Because of the Covid-19 lockdown and restrictions over the past few months, it took a while until we managed to go over the multitude of artifacts found in the sifting over August. We finally finished sorting through the finds from that very busy Summer month, and we were excited to find among them a tiny gold bead from the time of the First Temple.
On the day the bead was found, the sifting was inundated with visitors, and the boy who found the bead and brought it to the supervising archaeologist hurried back to continue sifting. The archaeologist thought it looked like an unidentified modern item and didn’t manage to write down the boy’s details or to photograph him. After the uniqueness of the bead became clear, we tried to locate the boy and called all the families who took part in the sifting at the time the bead was found and discovered that it was found by Binyamin Milt, aged 9, from Jerusalem.
We sorted through the Summer’s artifacts in Dr. Gaby Barkay’s back yard since because of the Covid-19 virus he hardly leaves his house. When Gaby held the bead, his first response was: “I recognize this type of bead!”, and recalled that he found several similar items when he excavated burial systems from the First Temple period in Katef Hinom (next to the Menachem Begin Center). There the beads were made of silver, but were identical in shape and in their manufacturing method, called granulation. Beads of this type were also found in several other sites over the country, and the layers in which they were found were dated to various periods, from the 13th century BCE up to the 4th century BCE, with the overwhelming majority dating to the Iron Age (12th century BCE up to the 6th century BCE). Several similar beads made of gold were also found in Megiddo, in Tel el-Ajjul, and Tel el-Farah (south), in layers dated to the 12th to 9th centuries BCE.
The bead is roughly cylindrical, with a hole at its center. Its diameter measures 6mm and its height 4mm, and it is built of four layers each made of tiny gold balls adhered one to another in a flower shape. Gold being a precious metal that does not tarnish or rust, the bead’s state of preservation is excellent, and it looks as if it had been manufactured just yesterday.
From the doctoral dissertation of Dr. Amir Golani of the Israel Antiquities Authority, which surveys the different jewelry types from the First Temple period, it appears that pieces of gold jewelry are rarely found among archaeological artifacts from the Iron Age II (First Temple period). Gold in that period was not refined and generally contained a significant percentage of silver. In Ancient Egypt, magical significance was attributed to gold due to its properties of shine and excellent preservation over time, qualities which bestowed on it connotations of eternity and connection with the Sun God.

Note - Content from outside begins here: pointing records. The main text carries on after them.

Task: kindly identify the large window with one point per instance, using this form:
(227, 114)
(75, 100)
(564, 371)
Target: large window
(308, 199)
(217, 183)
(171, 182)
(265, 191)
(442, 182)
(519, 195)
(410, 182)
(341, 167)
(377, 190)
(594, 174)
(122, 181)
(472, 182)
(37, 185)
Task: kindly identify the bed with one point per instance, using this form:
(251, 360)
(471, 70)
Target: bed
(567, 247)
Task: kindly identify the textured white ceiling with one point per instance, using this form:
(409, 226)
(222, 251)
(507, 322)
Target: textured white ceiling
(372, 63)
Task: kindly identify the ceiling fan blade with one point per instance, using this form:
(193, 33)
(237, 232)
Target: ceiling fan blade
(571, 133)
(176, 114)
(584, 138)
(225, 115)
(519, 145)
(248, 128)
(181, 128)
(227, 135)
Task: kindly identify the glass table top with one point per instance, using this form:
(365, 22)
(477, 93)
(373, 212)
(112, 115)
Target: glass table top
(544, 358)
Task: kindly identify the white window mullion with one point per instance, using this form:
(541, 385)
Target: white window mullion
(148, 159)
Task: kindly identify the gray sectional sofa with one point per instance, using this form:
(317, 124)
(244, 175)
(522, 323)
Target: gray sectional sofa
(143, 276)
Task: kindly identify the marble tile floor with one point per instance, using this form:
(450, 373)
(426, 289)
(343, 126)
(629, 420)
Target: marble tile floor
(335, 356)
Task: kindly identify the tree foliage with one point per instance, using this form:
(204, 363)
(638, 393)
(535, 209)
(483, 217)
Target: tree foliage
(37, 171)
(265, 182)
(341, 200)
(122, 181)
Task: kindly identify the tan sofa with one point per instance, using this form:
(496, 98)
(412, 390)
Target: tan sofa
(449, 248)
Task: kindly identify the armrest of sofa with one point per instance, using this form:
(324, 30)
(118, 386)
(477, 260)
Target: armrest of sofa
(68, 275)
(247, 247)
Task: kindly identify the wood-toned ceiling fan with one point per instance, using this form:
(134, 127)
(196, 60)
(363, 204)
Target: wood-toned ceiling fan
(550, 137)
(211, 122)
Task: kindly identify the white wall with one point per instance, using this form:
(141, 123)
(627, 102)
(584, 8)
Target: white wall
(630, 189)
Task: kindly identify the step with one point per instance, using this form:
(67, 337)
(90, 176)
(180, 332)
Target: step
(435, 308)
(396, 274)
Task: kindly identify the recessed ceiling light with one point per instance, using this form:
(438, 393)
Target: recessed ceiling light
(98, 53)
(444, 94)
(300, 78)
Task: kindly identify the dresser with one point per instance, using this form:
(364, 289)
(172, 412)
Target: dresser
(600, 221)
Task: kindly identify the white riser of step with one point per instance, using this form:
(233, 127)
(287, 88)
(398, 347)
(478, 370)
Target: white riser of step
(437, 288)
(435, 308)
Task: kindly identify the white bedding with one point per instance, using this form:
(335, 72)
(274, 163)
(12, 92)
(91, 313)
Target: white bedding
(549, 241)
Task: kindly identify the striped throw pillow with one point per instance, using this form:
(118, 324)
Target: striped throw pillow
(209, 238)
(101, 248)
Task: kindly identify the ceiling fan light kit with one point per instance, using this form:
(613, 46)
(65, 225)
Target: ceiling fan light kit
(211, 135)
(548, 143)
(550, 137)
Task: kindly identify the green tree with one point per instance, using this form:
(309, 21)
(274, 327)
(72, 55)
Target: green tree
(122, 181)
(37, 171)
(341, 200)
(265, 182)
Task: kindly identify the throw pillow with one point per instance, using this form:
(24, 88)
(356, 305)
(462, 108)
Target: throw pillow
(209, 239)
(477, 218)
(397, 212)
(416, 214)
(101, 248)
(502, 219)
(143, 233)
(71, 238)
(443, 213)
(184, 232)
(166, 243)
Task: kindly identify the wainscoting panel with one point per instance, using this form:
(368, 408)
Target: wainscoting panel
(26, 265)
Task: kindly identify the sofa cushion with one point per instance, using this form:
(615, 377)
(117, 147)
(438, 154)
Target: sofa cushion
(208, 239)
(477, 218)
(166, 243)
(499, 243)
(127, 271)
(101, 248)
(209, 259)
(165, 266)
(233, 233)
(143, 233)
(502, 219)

The Bible relates that the source of gold in the Land of Israel in biblical times was South Arabia and Ophir, on the horn of Africa (Somalia). Gold may even have arrived in Israel from Mediterranean countries such as Spain and Greece, by way of Phoenician traders, although its main source was likely to have been Egypt.
The granulation technique was used for jewelry design in this period by attaching silver or gold balls, or granules, to one another or to a piece of metal in a 2- or 3-dimensional fashion. One of the most common uses of this technique was in the manufacture of beads, made from five or more granules of metal, in a circular arrangement. The process of granule formation used by artisans of the time was complex and advanced. The technique involves several manufacturing stages and several components and requires the ability to melt metal at high temperatures, demanding a high level of skill from the artisan. The granules are shaped from tiny metal pieces that are melted on a bed of charcoal or charcoal powder, which adsorbs air, preventing oxidation. Once the metal melts, the surface tension of the liquid produces ball-shaped drops. An alternative method involves dripping the liquid metal from a height into a bowl and constantly stirring the drops. Granulation is a technique that demanded of the goldsmith a considerable amount of expertise and experience.
Beads of this kind are prevalent in burial offerings, strengthening the conjecture that they had an apotropaic function – a magic spell or ritual act to ward off the evil eye. The use of the beads was widespread in jewelry and generally, they were part of necklaces, ornamental belts, tiaras, bracelets, or as an ornament on the fringe of a garment. There are cases where beads made in this way decorate pendants, stamps, amulets, pins, spinning whorls, weights, and other objects.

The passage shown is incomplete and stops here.